Like many states, Georgia has enacted a False Claims Act, which is an important piece of legislation for public contractors and subcontractors. The Act is largely similar to the Federal False Claims Act, which was discussed in a prior blog post and article by AHC attorneys. The Act permits the State, or a private party with the State’s permission, to pursue a private entity for false claims against the State. Given its broad reach and severe penalties, public contractors and subcontractors should pay attention to case law under the Act.
In a recent case, McKinney v. Fuciarelli, No. S15G1885, 2016 WL 1627947 (Ga.

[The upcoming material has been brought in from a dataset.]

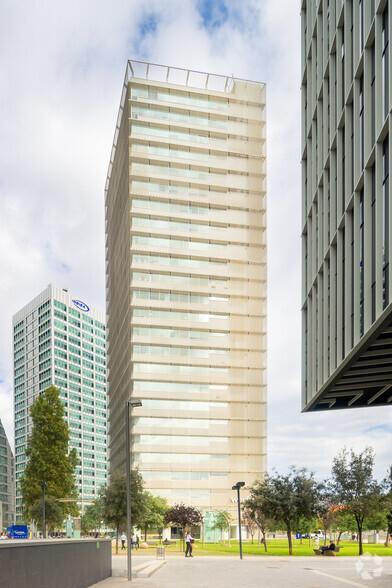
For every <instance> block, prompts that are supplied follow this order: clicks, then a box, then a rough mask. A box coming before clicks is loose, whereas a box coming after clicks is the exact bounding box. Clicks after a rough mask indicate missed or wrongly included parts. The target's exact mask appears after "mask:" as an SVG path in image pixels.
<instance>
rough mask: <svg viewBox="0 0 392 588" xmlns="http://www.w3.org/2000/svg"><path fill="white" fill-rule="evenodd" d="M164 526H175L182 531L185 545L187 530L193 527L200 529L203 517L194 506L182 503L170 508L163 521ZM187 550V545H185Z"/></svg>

April 26, 2016), the Supreme Court of Georgia granted certiorari to decide whether governmental approval is required before a private party can bring a claim under the Act.

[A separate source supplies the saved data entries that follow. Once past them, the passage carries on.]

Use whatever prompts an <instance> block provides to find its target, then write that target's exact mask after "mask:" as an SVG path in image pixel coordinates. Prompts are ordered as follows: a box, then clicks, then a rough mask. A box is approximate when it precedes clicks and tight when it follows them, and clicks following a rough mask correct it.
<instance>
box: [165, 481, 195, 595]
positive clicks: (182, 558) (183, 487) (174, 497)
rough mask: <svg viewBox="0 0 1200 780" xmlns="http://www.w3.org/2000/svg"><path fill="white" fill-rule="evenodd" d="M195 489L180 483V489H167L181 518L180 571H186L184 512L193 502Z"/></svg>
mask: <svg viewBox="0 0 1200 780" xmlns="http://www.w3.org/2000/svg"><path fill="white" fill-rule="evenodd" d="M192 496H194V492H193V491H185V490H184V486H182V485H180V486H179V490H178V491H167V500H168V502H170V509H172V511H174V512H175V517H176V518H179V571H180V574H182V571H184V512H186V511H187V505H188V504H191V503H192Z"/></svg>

The plaintiff was a tenured faculty member at Valdosta State University (“VSU”). VSU eventually terminated his contracts to serve as assistant vice president for research and a dean of the graduate school when he complained about the school’s noncompliance with laws, rules, and regulations. Although the plaintiff remained a faculty member, his salary and benefits were reduced as a result of the schools decision. The plaintiff appealed the decision to the Board of Regents which affirmed the VSU’s decision.
The plaintiff then filed suit under the Act, seeking damages against the Board of Regents, the president of VSU, and the vice president of VSU. The trial court denied the defendants’ motion to dismiss the retaliation claim, but granted the defendants’ motion to dismiss the taxpayer retaliation claim because the plaintiff failed to obtain the approval of the Attorney General before filing suit. The Court of Appeals reversed in part, holding that approval was not required prior to filing suit under the Act.
The sole question for the Court was whether the Court of Appeal’s faithfully followed the plain text of the Act. The Act allows the State of Georgia to recoup funds lost when obtained through false or fraudulent claims for public funds. The funds are to be recouped by the Attorney General. As for claims brought by a private party, the Court examined the language of the statute which provided that “a civil action under this article may also be brought by a private party upon written approval by the Attorney General.” O.C.G.A. § 23-3-122(b)(1).
According to the Court of Appeals, the words “this article” were used by mistake. It reasoned that “civil action” referred only to cases brought in the name of the State or local government, and the Attorney General’s approval is not required for a taxpayer retaliation claim brought on behalf of a private party. The Court disagreed, holding that the plain terms of the statute state that subsection (b)(1) is applicable to any civil action brought by a private party “under this article.” This, therefore, requires the Attorney General’s approval before a taxpayer retaliation claim is filed.
As for contractors, if a situation occurs where taxpayer funds were falsely claimed on a project, the McKinney makes it clear that any suit brought by a private party under the Act must be approved by the Attorney General before it is filed.